The issue is that overflow on signed is UB. I can count final decimal places(ptr - start_ptr) to check if it is larger than the maximum digits allowed. This is cheap as the check is after the parse. Throw in a floor(log10( result )) == diff or something like that too.


ARM NEON did it right. They have two sets of integer negate and absolute instruction, normal and saturating. For signed bytes, the saturating versions transform -128 into +127.


My favourite integer run-time error is -128/-1 (eg for int8_t) because even code that is careful to avoid division by zero will often miss this case.


By the way, in the glibc manual for abs, there is a note:

    Trying to take the absolute value of the most negative integer is not defined.


I find it interesting that so many responses are trying to dismiss this. I chatted with several programmer friends of mine and they all answered the question wrong (what is the abs(-128) in int8) and then got defensive and tried to play it off.

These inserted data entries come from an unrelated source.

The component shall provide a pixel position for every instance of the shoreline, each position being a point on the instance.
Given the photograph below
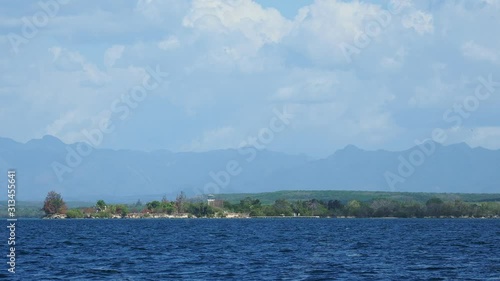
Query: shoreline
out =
(259, 217)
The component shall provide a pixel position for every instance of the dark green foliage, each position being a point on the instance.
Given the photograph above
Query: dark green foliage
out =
(54, 204)
(74, 214)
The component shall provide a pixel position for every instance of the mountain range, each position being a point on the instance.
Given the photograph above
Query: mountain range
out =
(81, 172)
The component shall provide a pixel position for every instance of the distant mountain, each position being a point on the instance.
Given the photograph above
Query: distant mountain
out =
(80, 172)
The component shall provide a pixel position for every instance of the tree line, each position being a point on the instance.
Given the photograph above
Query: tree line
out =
(434, 207)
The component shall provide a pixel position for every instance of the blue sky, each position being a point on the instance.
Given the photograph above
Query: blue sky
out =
(376, 74)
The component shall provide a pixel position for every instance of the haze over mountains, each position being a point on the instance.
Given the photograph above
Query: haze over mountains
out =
(81, 173)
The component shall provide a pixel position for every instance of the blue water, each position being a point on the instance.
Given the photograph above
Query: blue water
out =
(258, 249)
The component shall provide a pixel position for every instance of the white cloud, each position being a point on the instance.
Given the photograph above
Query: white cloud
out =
(488, 137)
(170, 43)
(420, 21)
(472, 50)
(259, 25)
(113, 54)
(219, 138)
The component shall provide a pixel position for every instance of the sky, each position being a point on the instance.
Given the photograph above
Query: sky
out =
(294, 76)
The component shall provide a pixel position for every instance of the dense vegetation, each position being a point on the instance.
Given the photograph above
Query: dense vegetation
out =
(367, 204)
(434, 207)
(347, 195)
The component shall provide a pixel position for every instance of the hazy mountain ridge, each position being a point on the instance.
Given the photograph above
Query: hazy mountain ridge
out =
(109, 174)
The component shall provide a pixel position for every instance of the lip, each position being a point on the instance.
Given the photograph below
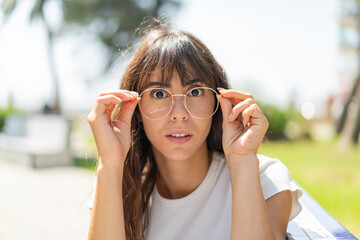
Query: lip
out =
(179, 140)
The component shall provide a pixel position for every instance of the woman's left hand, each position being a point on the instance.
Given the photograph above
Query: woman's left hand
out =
(244, 124)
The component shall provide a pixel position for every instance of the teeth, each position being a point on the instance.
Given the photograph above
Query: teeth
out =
(179, 135)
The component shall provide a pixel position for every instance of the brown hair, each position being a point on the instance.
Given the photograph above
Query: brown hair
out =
(167, 51)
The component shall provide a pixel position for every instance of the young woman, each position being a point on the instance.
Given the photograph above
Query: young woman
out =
(178, 159)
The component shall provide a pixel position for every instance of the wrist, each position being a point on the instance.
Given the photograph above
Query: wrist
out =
(110, 165)
(239, 163)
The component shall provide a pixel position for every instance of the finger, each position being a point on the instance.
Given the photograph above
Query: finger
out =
(250, 113)
(226, 108)
(127, 112)
(102, 103)
(235, 94)
(241, 107)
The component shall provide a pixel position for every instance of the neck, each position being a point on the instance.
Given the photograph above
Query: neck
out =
(178, 178)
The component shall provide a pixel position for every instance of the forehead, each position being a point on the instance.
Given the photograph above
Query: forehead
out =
(168, 80)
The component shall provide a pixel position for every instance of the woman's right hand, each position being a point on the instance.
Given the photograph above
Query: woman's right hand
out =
(112, 137)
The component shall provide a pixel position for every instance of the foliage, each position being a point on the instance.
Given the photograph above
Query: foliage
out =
(4, 112)
(329, 175)
(278, 119)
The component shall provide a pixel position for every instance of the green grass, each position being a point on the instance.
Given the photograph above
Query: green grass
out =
(84, 162)
(329, 175)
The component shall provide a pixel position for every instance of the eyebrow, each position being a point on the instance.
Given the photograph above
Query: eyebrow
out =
(161, 84)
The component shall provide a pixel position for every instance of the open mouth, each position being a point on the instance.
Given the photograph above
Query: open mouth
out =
(179, 135)
(179, 138)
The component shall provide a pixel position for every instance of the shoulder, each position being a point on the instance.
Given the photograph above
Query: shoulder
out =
(275, 178)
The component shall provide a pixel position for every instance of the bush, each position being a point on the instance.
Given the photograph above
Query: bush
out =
(4, 112)
(278, 120)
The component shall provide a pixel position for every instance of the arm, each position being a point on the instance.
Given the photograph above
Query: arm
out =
(112, 142)
(252, 216)
(244, 126)
(107, 217)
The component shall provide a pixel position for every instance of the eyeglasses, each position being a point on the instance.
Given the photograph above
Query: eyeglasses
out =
(200, 102)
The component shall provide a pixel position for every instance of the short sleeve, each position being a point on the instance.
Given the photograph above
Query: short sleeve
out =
(275, 178)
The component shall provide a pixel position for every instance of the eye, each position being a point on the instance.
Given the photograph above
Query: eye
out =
(195, 92)
(158, 94)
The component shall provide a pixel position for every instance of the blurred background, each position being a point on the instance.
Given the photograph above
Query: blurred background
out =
(300, 59)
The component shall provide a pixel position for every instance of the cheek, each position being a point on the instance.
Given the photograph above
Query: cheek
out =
(151, 128)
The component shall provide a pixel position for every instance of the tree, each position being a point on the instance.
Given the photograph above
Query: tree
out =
(117, 20)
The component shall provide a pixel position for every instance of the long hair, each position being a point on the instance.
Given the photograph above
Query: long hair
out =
(167, 51)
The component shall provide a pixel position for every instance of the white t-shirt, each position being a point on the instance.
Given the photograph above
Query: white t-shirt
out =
(206, 212)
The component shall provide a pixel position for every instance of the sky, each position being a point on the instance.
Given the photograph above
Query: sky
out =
(278, 50)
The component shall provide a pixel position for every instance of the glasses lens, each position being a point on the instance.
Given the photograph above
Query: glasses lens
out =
(155, 103)
(201, 102)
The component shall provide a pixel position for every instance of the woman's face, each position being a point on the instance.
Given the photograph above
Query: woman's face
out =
(178, 136)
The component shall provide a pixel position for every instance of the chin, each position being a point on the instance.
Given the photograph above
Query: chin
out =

Be honest, it is not an obvious gotcha. Don't get defensive if you didn't realize the implications of abs(-128) = -128 @int8.


Ternary computers wouldn't have this issue


Signed integers are symmetrical on architectures like the Sperry Univac 1100/2200 and derivatives (still available from Unisys, I believe) which use ones complement, and therefore have both positive and negative zero.


Blame the concept of zero for making things odd.

Edit: what idiot downvotes this?


Underrated comment. Since zero is even, is every number system with zero asymmetric?

Also, the commonly used Common Era system for dates does not include a year zero, so it is symmetric.

A year zero does not exist in the Anno Domini (AD) calendar year system commonly used to number years in the Gregorian calendar (nor in its predecessor, the Julian calendar); in this system, the year 1 BC is followed directly by year AD 1. However, there is a year zero in both the astronomical year numbering system (where it coincides with the Julian year 1 BC), and the ISO 8601:2004 system, the interchange standard for all calendar numbering systems, (where year zero coincides with the Gregorian year 1 BC; see conversion table). And there is a year zero in most Buddhist and Hindu calendars.